Martedì 15 luglio presso l’anfiteatro del parco Ecolandia di Arghillà ha avuto luogo una manifestazione curata dall’Associazione Piccola Opera Papa Giovanni e dall’Associazione Famiglie Disabili. L’evento ha visto susseguirsi sulla scena le musiche di colonne sonore celebri eseguite dagli studenti della scuola Preludi diretta da Giovanna Crucitti, in un repertorio che è partito dalla suggestione fantasy della saga Twilight per concludersi con il revival degli anni Cinquanta con le canzoni di Grease, e ha attraversato territori cinematografici di animazione della Disney e di capolavori italiani come “La vita è bella”. “Le piccole crome”, questo il nome dei ragazzi della scuola, che si sono esibiti con performance strumentali e vocali di sicuro interesse, come altrettanto interessante è stato ascoltare l’esecuzione di tre danze dal celebre film di animazione “Fantasia”, suonate solo con accompagnamento ritmico e con strumenti di percussione autocostruiti con materiale di riciclo.
Al termine della performance musicale è stata messa in scena la rappresentazione “Odysseia Metropolitana ” con la regia di Santo Nicito e curata da operatori e giovani dei Laboratori Socio Occupazionali per persone con disabilità localizzati a Catona e gestiti dall’Associazione Piccola Opera Papa Giovanni d’intesa con il Comune di Reggio Calabria.
Questa è la seconda uscita pubblica di un potenziale gruppo teatrale, dopo quella tenuta a dicembre 2013 presso il Teatro Siracusa dal titolo “Le stelle siamo noi”. Questa volta il tema della rappresentazione è stato il viaggio di Ulisse/Nessuno, uomo mitologico ed estremamente contemporaneo, con la sua ricerca di senso oltre che di casa, affetti, sicurezze.
La messa in scena, frutto di molti mesi di lavoro e impegno, è stata curata nei minimi particolari; dalla realizzazione della scenografia ai costumi, al riadattamento del testo, al commento musicale dal vivo, e gli attori erano tutti utenti dei Laboratori Socio Occupazionali.
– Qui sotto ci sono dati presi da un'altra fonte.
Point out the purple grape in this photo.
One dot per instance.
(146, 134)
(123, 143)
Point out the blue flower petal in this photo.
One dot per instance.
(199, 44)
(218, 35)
Il successo e il gradimento del pubblico (erano presenti 500 spettatori) sono stati messi in evidenza dalla continua interazione tra pubblico e attori, con commenti, incoraggiamenti, applausi, durante la rappresentazione; il clima che si è vissuto è stato degno di una prémière all’Arena di Verona o, ancor meglio, al Teatro Greco di Siracusa, luogo che maggiormente assomiglia all’anfiteatro di Arghillà.